Apparently I'm a statistical anomaly. From the article:
("Career girls") run a higher risk of having a rocky marriage. While everyone knows that marriage can be stressful, recent studies have found professional women are more likely to get divorced, more likely to cheat, less likely to have children, and, if they do have kids, they are more likely to be unhappy about it. A recent study in Social Forces, a research journal, found that women--even those with a "feminist" outlook--are happier when their husband is the primary breadwinner.
(A 'career girl' "has a university-level (or higher) education, works more than 35 hours a week outside the home and makes more than $30,000 a year."
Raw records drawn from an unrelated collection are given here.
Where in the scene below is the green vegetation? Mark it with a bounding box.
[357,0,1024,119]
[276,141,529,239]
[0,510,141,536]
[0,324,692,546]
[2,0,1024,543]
If a host of studies are to be believed, marrying these women is asking for trouble. If they quit their jobs and stay home with the kids, they will be unhappy (Journal of Marriage and Family, 2003). They will be unhappy if they make more money than you do (Social Forces, 2006). You will be unhappy if they make more money than you do (Journal of Marriage and Family, 2001). You will be more likely to fall ill (American Journal of Sociology). Even your house will be dirtier (Institute for Social Research).
So, what kind of news is this for a newly-married couple, with the wife in the workforce, and planning to stay there? Some more conservative than myself chalk this up in the 'I Told You So' column-- women belong at home, that's God's design. Similarly, Ashley linked to a post by her friend not too long ago that riled me up as well.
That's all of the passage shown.